The music that accompanies classic film noirs is definitely sui generis.
Rozsa's noir film scores no doubt evidence the sound as well as his own style and sound, but his non-noir scores will sound different.
You can count on just about any composer who wrote a score for a noir to have the noir sounds in it. Examples include
Hans J. Salter
As with all facets of noir, there is a central tendency ( or maybe two in a bi-modal distribution) for sound, but variation away from the mean to the point where some scores are unique. The central tendency is orchestral. Jazz is notable on a few noirs, but it is not the central tendency, despite the perhaps common or vulgar notion that noir music is jazz. Where jazz is in fact used the whole score will usually be by some well-known jazz composer or artist, and the score won't sound the same as in the much more frequent central tendency which is orchestral. Jazz scores include Elevator to the Gallows, Odds Against Tomorrow, The Strip, The Big Combo theme, the Man with the Golden Arm, and I'd check Private Hell 36. Many movies have some jazz in them or some interludes, but the main score is orchestral.

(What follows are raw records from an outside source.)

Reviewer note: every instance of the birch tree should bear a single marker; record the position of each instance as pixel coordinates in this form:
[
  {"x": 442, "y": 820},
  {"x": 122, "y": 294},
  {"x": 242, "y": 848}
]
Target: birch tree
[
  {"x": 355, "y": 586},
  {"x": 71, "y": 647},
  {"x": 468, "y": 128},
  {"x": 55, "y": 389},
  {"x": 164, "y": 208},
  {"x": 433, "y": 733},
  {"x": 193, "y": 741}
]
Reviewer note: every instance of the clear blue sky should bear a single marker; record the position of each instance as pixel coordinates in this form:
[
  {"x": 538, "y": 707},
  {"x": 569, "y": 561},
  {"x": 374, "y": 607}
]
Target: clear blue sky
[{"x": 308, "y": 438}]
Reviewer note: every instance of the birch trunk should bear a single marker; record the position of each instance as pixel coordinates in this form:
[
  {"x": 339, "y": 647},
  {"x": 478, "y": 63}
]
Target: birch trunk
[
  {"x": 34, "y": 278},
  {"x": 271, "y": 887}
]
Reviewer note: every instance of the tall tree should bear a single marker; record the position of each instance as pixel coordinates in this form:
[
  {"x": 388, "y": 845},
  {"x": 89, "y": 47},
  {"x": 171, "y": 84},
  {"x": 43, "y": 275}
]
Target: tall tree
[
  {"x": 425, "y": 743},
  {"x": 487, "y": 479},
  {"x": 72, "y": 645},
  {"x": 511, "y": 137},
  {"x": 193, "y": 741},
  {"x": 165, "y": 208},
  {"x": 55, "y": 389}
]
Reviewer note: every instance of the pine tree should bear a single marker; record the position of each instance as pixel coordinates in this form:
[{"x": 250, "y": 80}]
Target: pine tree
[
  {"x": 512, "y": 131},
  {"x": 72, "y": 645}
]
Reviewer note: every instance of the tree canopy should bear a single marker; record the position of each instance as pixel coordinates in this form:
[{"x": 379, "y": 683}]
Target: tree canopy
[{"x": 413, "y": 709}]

If I am right that most noir scores are orchestral, the much harder question for those of us who are not familiar with how to describe music (and that includes me) is how to characterize these sounds. It's easier to hear them and recognize them than to say what distinguishes them, at least in my case. Max Steiner opens "Beyond the Forest" with a strong full sound, sometimes pairing brass and violins, it's almost violent, it's passionate. Later he gives us some highly romantic sounds, sometimes using only a piano. Roy Webb opens "Race Street" with music evoking a busy city, as the camera pans over a cityscape.
The noir score typically develops a kind of mystery or emotionally unresolved character in many situations as if it awaits development of some action.
There is tension implicit in noir scores, passion and movement from one sound to another without always following through on a theme or developing it or resolving it right there and then. It's orchestral but not conventionally orchestral.
You will find a typical essay on music having difficulty pinning the thing down. As here: http://filmnoironline.com/music.html
This mentions several tendencies and they contrast sharply. In one spot, it emphasizes the orchestral: "... His [Rozsa's] music was at times Wagnerian, brooding and atmospheric, conveying the dark moods of noir, and at other times frenetic and electrifying, suggesting the fast pace of modern urban existence." Also: "[Deutsch] laid the foundation for a musical language of noir evocative of foreboding, suspense, surprise, high action, or the shock of sudden recognition."
But then it goes on to say "The music of noir is sexy." However, it's referring to songs inserted into the films, not the composed cues and scores.
Therefore, their basic idea and mine is that the scores are mainly orchestral.